İNTERNET KLASİK GAZETECİLİĞİN SONU MU OLACAK?.. KRİZ MEDYAYI NASIL ETKİLEYECEK?... AKŞAM YAZARINDAN İLGİNÇ BİR MEDYA ANALİZİ!..
Gazeteciler kabullenmekte zorlansa ve dirense de gerçek bu: Medya sektörü değişime ayak uydurmak için yeni yollar bulmak, alanlarını genişletip çeşitlendirmek zorunda.
Orta İngiltere´de, 130 bin nüfuslu Preston, ortalama bir Türk´ün sıkıntıdan fenalık geçireceği küçüklükte bir yer. Şehrin kalbi, binalar, dükkanlar ve kampuslerin oluşturduğu University of Central Lancashire (UCLAN). Kütüphane gibi özel binalara kartla giriliyor, bunun dışında her yer, herkese (ve trafiğe) açık...
33 bin öğrencisi üniversite daha ziyade bir semt havasında. Semtin sakinleri arasında hicaplı kızlar da var neo punk erkekler de.
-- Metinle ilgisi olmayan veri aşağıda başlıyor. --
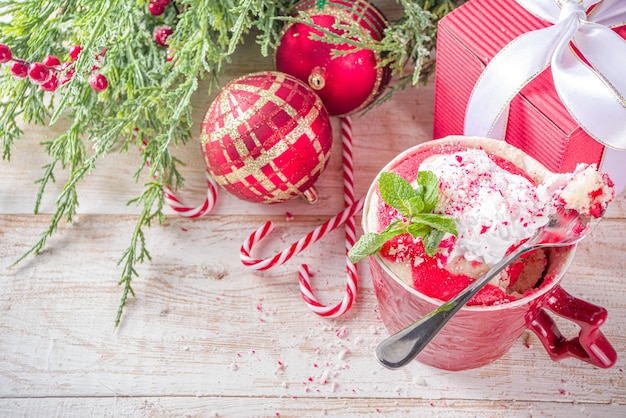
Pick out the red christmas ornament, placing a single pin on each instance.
(266, 138)
(347, 83)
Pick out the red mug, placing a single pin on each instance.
(479, 335)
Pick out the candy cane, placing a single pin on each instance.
(175, 203)
(304, 275)
(298, 246)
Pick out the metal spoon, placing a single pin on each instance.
(566, 227)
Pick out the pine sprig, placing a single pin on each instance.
(148, 103)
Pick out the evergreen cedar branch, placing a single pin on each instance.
(148, 99)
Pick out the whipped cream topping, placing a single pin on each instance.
(494, 207)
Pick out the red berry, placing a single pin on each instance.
(51, 84)
(5, 53)
(19, 69)
(156, 8)
(74, 52)
(98, 82)
(161, 33)
(51, 61)
(38, 73)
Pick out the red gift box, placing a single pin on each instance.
(538, 122)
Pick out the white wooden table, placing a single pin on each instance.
(206, 336)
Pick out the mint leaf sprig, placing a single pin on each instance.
(417, 205)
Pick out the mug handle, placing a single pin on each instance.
(590, 345)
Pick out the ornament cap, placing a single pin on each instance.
(310, 195)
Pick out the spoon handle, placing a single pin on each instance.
(402, 347)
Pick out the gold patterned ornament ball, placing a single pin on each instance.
(266, 138)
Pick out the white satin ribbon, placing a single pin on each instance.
(594, 94)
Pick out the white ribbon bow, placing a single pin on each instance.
(594, 94)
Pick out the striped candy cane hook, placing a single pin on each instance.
(175, 203)
(298, 246)
(304, 275)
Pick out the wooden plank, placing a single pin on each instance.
(200, 406)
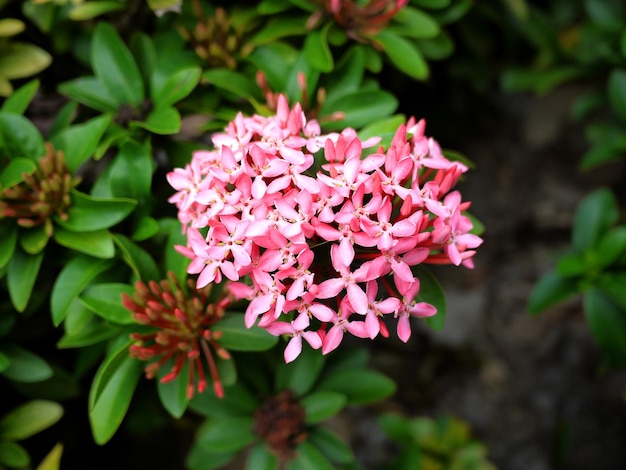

Surat ifadelerine bakarak Amerika´da patlayıp İngiltere sahillerine büyük bir şiddetle çarpan krizin dalgalarını hissedip hissetmediklerini anlamak mümkün değil- bu mesele, bizim gibi lisansüstü program için üniversiteye gelen misafirleri daha çok ilgilendiriyor...
`Dijital çağda gazetecilik ve liderlik´ programına katılan 8 kişinin arasında, yerel İngiliz gazetelerinde çalışan genç haber editörleri de var, Bulgaristan´dan, Güney Afrika´dan gelen başka meslektaşlar da... Çalıştığımız yayın, ait olduğumuz kültür, hitap ettiğimiz okur kitlesi farklı. Fakat hepimizi buraya getiren neden aynı:
İnternet devrimiyle birlikte dünya, büyük bir hızla değişiyor. Medya çalışanı veya yöneticisi olarak oturduğumuz odalardan dışarıya bakıp neler olup bittiğini anlamak, yakalamak giderek güçleşiyor. Ne yazık ki bu değişimi anlayabilmek için google´lamak, üç-beş online yayını takip etmek, blackberry kullanmak yetmiyor.
Bir yandan gazete yapmak, giderek daha maliyetli, pahalı bir iş haline geldi. Diğer yandan da okur sayısı, yıllar içinde eriyor... Okur, bilgiyi başka kaynaklardan, üstelik bedavaya bulurken neden gazeteye para versin ki?
DÖNÜM NOKTASINDAYIZ
Koskoca bir dünyanın ortasında, o dünyayı yarattığını zanneden, epeyce önemsiz bir köyüz aslında. Oysa bambaşka bir dili konuşan, bambaşka araçlar kullanan, bambaşka ihtiyaçları olan yeni bir nesil söz konusu.
Gazeteciler kabullenmekte zorlansa ve dirense de gerçek bu: Medya sektörü değişime ayak uydurmak için yeni yollar bulmak, alanlarını genişletip çeşitlendirmek zorunda. Programın bir ayağında düzenlenen `Dijital Gazetecilik Forumu´nda, yayıncılıktaki gelişmelerden bahsedilirken Amerika´daki bir trendin kabaca 18 ay gecikmeyle İngiltere´ye ulaştığı söylendi. Bu durumda trendin bize ulaşma süresi çok daha uzun olmalı diye düşündüm- ama eninde sonunda ulaşacağından emin olun. Tekerleğin icadından bilgisayar çipine her şey ulaştığına göre...
Belki de Türkiye, tabloid boy gazete deneyimini yaşamadan internet çağına atlayan ilk ülke olacak. İşte o zaman, dünün şartlarıyla gazete ve gazetecilik yapanların hayatta kalma şansı ne yazık ki olmayacak.
250 milyon doları yiyen adam
Batan Lehman Brothers´ın Yönetim Kurulu Başkanı Richard Fuld´un `hesap verme anı´nı görmediyseniz çok şey kaçırdınız demektir. Fuld, kayıtlara göre Lehman´dan 480 bin dolar nakit para kullanmış- diğer varlıkları, hisseleri vs. saymıyoruz. Yargıç, sert bir ifadeyle `Sizce bu hak mıdır?´ diye soruyor.
Fuld´un cevabı şu: `Sanırım 250 milyon dolardan azdı... Tabii, yine de büyük bir rakam.´
250 milyon doları tek başınıza harcamaya kalksanız ne olurdu, bir hesaplayın.